In Windows PowerShell, the default character encoding when reading from / writing to[1] files is "ANSI", i.e., the legacy 8-bit code page implied by the active system locale.
(By contrast, PowerShell Core defaults to UTF-8.)
For instance, the code page associated with the system locale on an US-English system is 1252
, i.e., Windows-1252, where code point 0x93
is the non-ASCII “
quotation mark.
Howere, once a text file's content has been read into memory, in memory a string's characters are represented as UTF-16LE code units, i.e., as .NET [string]
instances.
As a Unicode character, “
has code point U+201c
, expressed as 0x201c
in UTF-16LE.
Therefore - because in memory all strings are UTF-16LE code units - what you need to replace is [char] 0x201c
:
$q1 = [char] 0x201c # “
Get-ChildItem *.csv -Recurse | ForEach-Object {
(Get-Content $_.FullName) -replace $q1, '""' | Set-Content $_.FullName
}
Note that Set-Content
too uses the default character encoding, so the rewritten files will use "ANSI" encoding too - use the -Encoding
parameter to change the output encoding, if desired.
Also note the (...)
around the Get-Content
call, which ensures that the input file i read into memory in full up front, which enables writing back to the same file in the same pipeline.

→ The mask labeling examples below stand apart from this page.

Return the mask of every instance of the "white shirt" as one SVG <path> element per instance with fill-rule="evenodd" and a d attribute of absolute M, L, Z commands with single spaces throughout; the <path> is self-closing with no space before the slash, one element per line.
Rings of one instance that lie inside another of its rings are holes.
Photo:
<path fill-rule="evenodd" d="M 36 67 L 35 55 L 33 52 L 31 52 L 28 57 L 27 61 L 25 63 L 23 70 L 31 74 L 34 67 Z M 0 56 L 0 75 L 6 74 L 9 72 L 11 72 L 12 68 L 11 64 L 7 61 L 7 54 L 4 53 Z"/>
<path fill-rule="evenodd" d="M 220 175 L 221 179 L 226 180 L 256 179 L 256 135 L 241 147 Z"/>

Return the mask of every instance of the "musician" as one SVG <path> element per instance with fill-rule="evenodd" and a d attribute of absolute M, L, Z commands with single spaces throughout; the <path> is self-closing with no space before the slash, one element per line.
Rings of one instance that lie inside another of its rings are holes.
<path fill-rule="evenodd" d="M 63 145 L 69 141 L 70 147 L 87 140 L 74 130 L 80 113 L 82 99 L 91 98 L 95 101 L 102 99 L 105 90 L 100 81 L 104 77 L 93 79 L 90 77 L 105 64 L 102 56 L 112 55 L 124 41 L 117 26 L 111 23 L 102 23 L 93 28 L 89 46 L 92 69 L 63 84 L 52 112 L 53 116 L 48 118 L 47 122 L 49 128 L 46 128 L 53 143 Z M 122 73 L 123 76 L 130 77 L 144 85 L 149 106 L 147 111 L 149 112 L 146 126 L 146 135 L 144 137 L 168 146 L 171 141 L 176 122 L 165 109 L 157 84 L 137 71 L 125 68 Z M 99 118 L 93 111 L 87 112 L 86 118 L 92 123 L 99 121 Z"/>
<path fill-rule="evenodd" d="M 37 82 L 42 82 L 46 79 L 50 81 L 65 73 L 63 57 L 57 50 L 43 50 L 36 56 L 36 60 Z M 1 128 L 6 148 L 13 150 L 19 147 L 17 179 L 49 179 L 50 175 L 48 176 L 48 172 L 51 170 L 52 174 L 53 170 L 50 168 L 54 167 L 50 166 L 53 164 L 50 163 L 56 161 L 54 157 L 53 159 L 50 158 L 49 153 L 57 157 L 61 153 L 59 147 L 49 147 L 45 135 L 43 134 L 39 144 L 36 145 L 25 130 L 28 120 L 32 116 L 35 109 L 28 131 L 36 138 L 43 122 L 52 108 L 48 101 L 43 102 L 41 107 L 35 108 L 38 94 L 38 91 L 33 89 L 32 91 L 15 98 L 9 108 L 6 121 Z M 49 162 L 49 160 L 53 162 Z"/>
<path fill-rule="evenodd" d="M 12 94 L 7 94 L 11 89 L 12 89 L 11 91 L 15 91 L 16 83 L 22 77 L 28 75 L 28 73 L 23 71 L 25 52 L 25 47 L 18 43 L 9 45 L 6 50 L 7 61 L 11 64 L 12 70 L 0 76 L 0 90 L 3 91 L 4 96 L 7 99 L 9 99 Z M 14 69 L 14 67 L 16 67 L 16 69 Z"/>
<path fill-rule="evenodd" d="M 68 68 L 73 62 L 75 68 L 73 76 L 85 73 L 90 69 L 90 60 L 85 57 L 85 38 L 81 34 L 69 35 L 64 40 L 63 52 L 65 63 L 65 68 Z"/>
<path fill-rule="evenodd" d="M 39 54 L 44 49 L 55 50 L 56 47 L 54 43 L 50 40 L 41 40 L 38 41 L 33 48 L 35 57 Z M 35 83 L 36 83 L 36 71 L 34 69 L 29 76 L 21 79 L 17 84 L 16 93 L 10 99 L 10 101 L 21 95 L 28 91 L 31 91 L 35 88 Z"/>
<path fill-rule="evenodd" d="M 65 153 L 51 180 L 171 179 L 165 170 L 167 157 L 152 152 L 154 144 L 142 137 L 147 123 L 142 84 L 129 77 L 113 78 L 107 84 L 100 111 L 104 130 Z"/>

While this approach is convenient, note that it bears a slight risk of data loss if writing back to the input file is interrupted before completion.

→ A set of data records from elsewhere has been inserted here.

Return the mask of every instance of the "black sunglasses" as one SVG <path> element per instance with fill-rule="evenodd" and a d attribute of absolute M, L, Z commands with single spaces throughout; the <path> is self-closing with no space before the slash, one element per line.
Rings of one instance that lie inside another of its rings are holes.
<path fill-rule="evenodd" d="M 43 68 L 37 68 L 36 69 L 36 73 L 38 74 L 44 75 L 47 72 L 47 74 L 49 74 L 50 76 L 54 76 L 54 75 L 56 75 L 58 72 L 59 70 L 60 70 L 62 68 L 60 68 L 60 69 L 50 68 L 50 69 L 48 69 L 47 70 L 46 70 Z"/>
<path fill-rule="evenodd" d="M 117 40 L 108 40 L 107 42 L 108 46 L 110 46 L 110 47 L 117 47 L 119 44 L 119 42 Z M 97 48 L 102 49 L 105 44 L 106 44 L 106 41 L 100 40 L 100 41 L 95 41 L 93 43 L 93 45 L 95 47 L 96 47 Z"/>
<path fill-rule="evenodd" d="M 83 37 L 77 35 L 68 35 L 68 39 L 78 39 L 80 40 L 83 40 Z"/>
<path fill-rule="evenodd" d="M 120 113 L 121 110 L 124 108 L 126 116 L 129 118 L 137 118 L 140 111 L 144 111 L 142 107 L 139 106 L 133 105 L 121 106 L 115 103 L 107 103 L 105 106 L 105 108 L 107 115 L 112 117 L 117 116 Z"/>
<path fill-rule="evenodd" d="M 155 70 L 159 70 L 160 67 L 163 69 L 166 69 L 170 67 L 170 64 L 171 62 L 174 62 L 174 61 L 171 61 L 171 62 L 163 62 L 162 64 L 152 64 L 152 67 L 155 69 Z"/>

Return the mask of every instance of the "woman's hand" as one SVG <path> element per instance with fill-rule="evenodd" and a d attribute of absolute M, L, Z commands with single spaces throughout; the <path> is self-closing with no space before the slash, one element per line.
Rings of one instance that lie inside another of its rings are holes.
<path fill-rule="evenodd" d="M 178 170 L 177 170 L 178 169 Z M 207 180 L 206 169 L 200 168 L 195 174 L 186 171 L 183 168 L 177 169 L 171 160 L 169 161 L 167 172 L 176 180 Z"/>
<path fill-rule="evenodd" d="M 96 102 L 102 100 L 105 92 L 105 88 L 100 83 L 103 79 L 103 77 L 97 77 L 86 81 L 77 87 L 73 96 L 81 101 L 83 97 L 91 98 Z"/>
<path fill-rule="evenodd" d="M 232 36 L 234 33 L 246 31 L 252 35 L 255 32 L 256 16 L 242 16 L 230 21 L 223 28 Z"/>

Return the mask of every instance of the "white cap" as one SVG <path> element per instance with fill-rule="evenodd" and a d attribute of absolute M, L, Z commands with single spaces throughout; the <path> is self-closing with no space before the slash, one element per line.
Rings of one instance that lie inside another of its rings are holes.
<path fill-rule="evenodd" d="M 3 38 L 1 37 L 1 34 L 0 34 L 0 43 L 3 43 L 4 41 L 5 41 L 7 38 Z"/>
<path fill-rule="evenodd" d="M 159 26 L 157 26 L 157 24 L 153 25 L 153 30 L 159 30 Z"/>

Converting an "ANSI" code point to a Unicode code point
The following shows how an "ANSI" (8-bit) code point such as 0x93
can be converted to its equivalent UTF-16 code point, 0x201c
:
# Convert an array of "ANSI" code points (1 byte each) to the UTF-16
# string they represent.
# Note: In Windows PowerShell, [Text.Encoding]::Default contains
# the "ANSI" encoding set by the system locale.
$str = [Text.Encoding]::Default.GetString([byte[]] 0x93) # -> '“'
# Get the UTF-16 code points of the characters making up the string.

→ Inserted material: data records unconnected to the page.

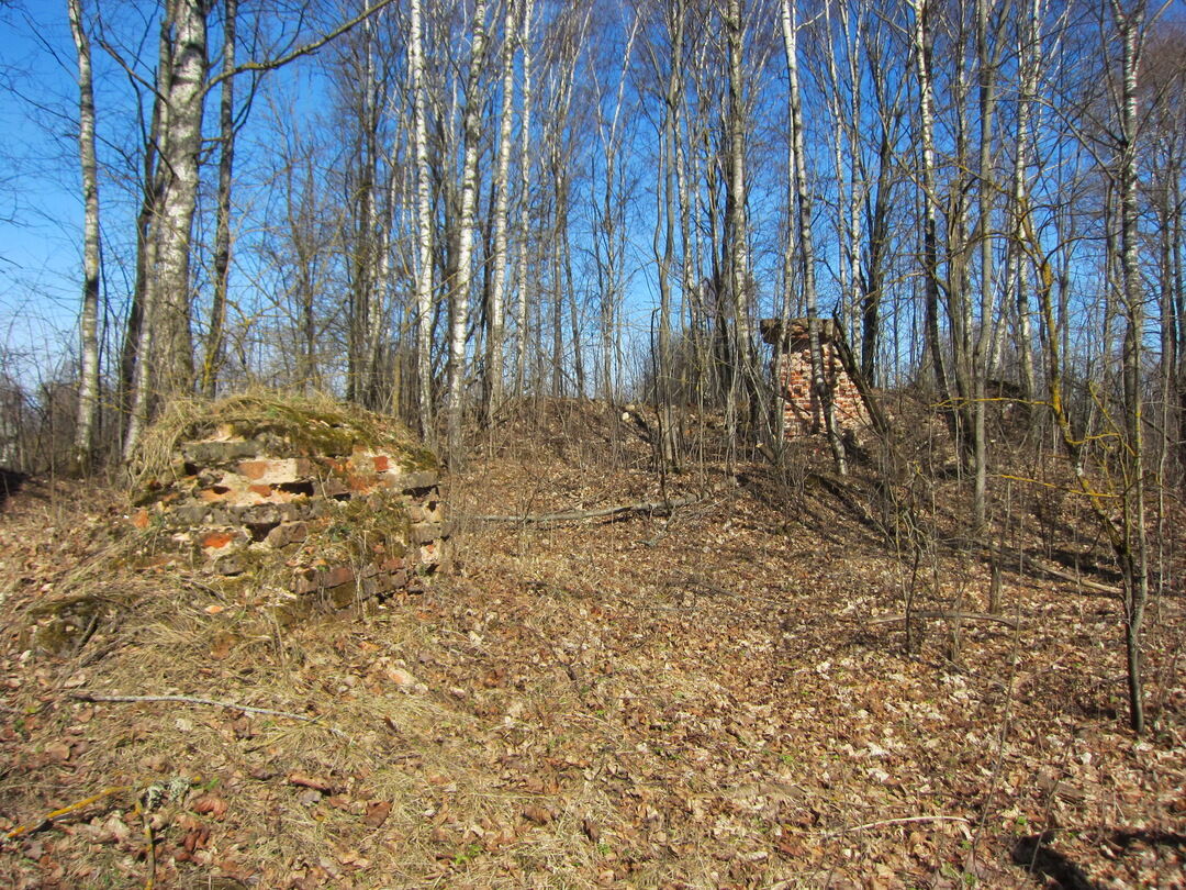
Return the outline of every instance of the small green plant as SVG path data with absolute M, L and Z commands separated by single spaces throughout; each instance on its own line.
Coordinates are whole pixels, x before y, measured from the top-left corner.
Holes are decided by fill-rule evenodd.
M 464 850 L 458 851 L 453 857 L 453 867 L 461 869 L 468 865 L 482 854 L 480 844 L 467 844 Z

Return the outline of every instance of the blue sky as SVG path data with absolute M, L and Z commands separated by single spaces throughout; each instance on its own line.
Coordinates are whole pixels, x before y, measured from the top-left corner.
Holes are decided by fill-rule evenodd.
M 0 371 L 31 384 L 52 376 L 78 309 L 75 56 L 65 4 L 5 5 L 0 33 Z

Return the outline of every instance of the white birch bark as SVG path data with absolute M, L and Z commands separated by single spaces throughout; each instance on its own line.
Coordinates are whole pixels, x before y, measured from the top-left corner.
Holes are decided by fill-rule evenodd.
M 519 18 L 519 45 L 523 50 L 523 113 L 519 123 L 519 227 L 523 235 L 518 242 L 516 279 L 518 280 L 518 303 L 516 304 L 516 348 L 515 348 L 515 387 L 523 395 L 527 387 L 527 352 L 530 335 L 530 280 L 528 267 L 528 244 L 530 239 L 531 206 L 531 23 L 535 15 L 534 0 L 522 0 Z
M 433 210 L 429 193 L 428 122 L 425 101 L 425 34 L 422 0 L 412 0 L 408 66 L 412 69 L 413 141 L 416 158 L 416 393 L 420 434 L 432 438 Z
M 235 167 L 235 26 L 238 0 L 223 1 L 223 81 L 218 101 L 218 198 L 215 222 L 215 294 L 210 306 L 199 388 L 213 399 L 222 364 L 223 330 L 227 320 L 227 287 L 230 279 L 230 189 Z
M 82 170 L 83 256 L 78 381 L 78 413 L 74 460 L 79 471 L 90 466 L 98 420 L 98 164 L 95 159 L 95 89 L 90 39 L 83 23 L 82 0 L 68 0 L 70 33 L 78 57 L 78 159 Z
M 493 282 L 490 293 L 489 325 L 486 339 L 486 405 L 484 413 L 492 417 L 503 401 L 503 339 L 506 314 L 506 230 L 510 224 L 510 161 L 511 125 L 515 110 L 515 43 L 517 31 L 516 0 L 504 0 L 503 15 L 503 96 L 498 121 L 498 151 L 495 164 L 495 250 Z
M 466 76 L 463 112 L 461 205 L 458 220 L 457 274 L 449 290 L 449 355 L 447 444 L 451 459 L 461 456 L 461 414 L 465 408 L 465 339 L 470 320 L 470 282 L 473 271 L 474 206 L 478 197 L 478 148 L 483 97 L 479 90 L 486 56 L 486 0 L 473 12 L 473 43 Z
M 803 142 L 803 102 L 799 94 L 798 64 L 798 24 L 795 18 L 792 0 L 782 0 L 783 47 L 786 52 L 788 103 L 791 117 L 791 144 L 793 163 L 791 177 L 795 183 L 798 236 L 798 256 L 803 273 L 803 294 L 808 310 L 808 338 L 811 344 L 811 388 L 823 413 L 824 433 L 831 447 L 836 470 L 843 476 L 847 472 L 844 445 L 836 430 L 836 417 L 828 380 L 824 376 L 823 350 L 820 343 L 818 299 L 815 278 L 815 239 L 811 233 L 811 195 L 808 191 L 805 148 Z M 837 336 L 841 336 L 837 332 Z
M 206 0 L 172 0 L 168 112 L 161 133 L 165 187 L 158 211 L 157 389 L 162 398 L 193 387 L 193 337 L 190 330 L 190 240 L 198 199 L 198 155 L 206 81 Z

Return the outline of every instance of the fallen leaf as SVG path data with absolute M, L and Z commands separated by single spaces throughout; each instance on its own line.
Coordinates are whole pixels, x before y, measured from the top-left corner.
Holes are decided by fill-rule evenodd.
M 378 828 L 387 820 L 387 814 L 391 812 L 391 801 L 372 800 L 366 805 L 366 815 L 363 816 L 363 825 L 368 828 Z
M 333 786 L 330 784 L 324 778 L 317 778 L 314 776 L 306 775 L 304 773 L 289 773 L 288 783 L 294 784 L 298 788 L 312 788 L 313 790 L 321 792 L 323 794 L 332 794 Z
M 209 814 L 218 819 L 227 812 L 227 801 L 213 794 L 203 794 L 190 805 L 190 808 L 195 813 Z

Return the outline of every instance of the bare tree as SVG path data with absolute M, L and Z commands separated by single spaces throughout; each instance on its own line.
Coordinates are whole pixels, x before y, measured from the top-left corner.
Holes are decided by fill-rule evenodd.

$codePoints = [int[]] [char[]] $str
# Format the first and only code point as a hex. number.
'0x{0:x}' -f $codePoints[0] # -> '0x201c'
[1] Writing files with Set-Content
, that is; using Out-File
/ >
, by contrast, creates UTF-16LE ("Unicode") files. The cmdlets in Windows PowerShell display a bewildering array of differing encodings: see this answer. Fortunately, PowerShell Core now consistently defaults to (BOM-less) UTF-8.